Oh, the top photo - I came up with a plan for the drywall in between the ceiling joists:

  • two 4x8 drywall pieces installed on top of each other gets me within 3" of the joist (joists are 8'3" from the floor)
  • then a thin strip of 3" drywall with little tongues sticking up to meet the joist.
  • The space in between the bottom of the joist and the top of the large drywall pieces is a 2x4 that I need some space on for attaching the panels that go between the joists.

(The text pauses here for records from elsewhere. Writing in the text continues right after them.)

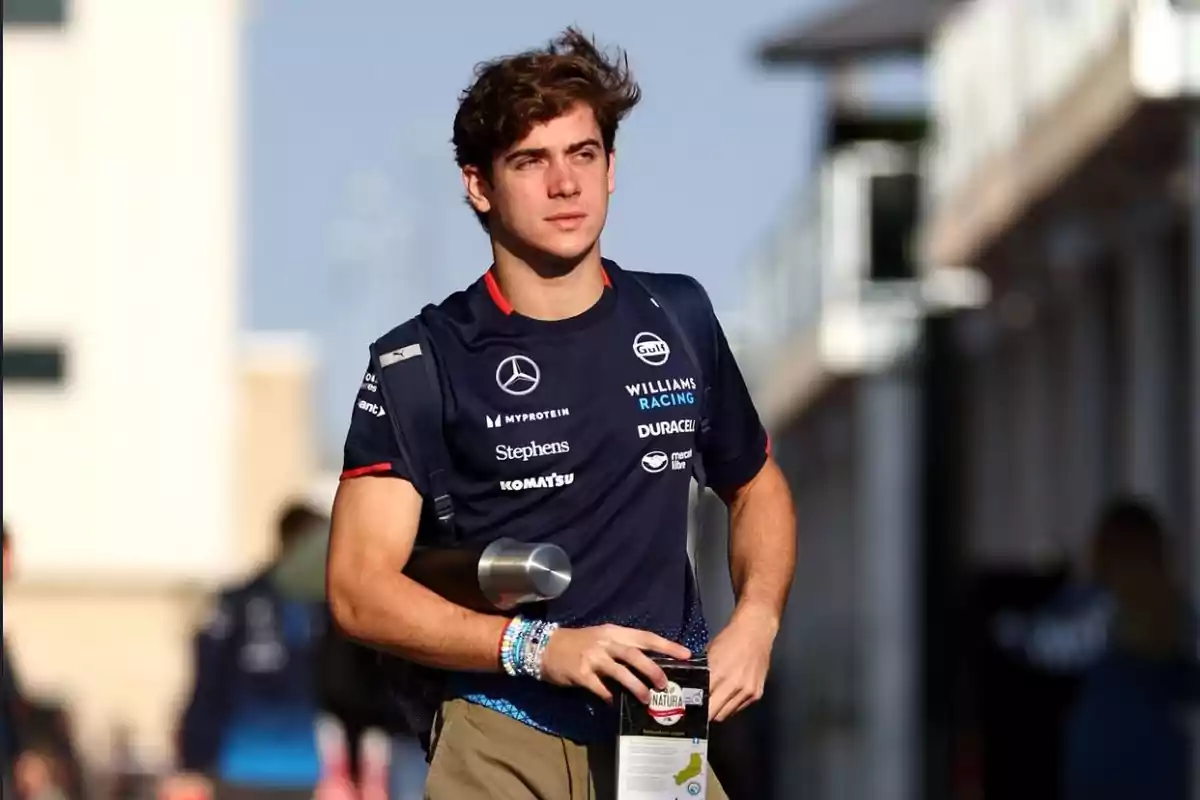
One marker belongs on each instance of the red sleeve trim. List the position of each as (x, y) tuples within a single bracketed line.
[(370, 469), (502, 302)]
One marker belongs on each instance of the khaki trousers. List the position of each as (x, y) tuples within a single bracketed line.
[(481, 753)]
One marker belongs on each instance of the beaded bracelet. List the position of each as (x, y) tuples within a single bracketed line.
[(523, 644)]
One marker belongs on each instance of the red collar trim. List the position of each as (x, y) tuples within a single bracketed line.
[(502, 302)]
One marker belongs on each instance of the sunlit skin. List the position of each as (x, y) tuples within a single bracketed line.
[(547, 199)]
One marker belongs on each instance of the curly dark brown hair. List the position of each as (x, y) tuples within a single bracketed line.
[(513, 94)]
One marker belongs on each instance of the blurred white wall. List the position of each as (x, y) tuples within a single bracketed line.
[(120, 221)]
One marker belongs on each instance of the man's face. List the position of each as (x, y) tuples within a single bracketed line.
[(550, 191)]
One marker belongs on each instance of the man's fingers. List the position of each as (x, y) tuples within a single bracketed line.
[(593, 684), (622, 674), (665, 647), (651, 642), (726, 705), (718, 699), (642, 663), (732, 702)]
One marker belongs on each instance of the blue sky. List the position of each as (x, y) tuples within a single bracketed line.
[(354, 212)]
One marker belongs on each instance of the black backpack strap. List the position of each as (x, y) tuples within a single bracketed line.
[(412, 392), (690, 314)]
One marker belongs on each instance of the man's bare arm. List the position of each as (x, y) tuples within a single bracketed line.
[(762, 545), (373, 529)]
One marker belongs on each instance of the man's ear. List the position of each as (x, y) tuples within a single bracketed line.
[(478, 188)]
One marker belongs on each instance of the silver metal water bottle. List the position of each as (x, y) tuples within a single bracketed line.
[(511, 572)]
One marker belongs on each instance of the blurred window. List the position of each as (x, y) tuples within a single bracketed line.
[(41, 364), (35, 12)]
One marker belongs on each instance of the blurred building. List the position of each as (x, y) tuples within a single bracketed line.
[(976, 323), (1061, 170), (834, 350), (148, 444)]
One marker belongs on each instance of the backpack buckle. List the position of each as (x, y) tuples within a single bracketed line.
[(443, 506)]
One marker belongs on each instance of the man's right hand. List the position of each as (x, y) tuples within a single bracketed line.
[(586, 656)]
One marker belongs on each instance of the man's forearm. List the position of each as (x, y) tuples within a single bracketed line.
[(393, 612), (762, 545)]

My part (installing the drywall) is the easy part. Wife's part is filling in the gaps and covering the joints. It is not fun at all, but she's doing an impressive job:

She fills the gaps between the drywall and the log with the hard powder mud that you mix yourself - can't even really sand it once it's in there, so she just uses it mostly as a base. Then comes back with the pre-mix stuff over the top, then spends hours sanding it and making it perfect as you can see here. Then she's going to paint it with a primer and then 2 coats of the finished color - filling in these meet-points with a small paint brush. Painter's tape won't work because the logs are just too bumpy (we already tried).

She's turning these free logs into a million dollar home, if you ask me. It's just outstanding what she's doing.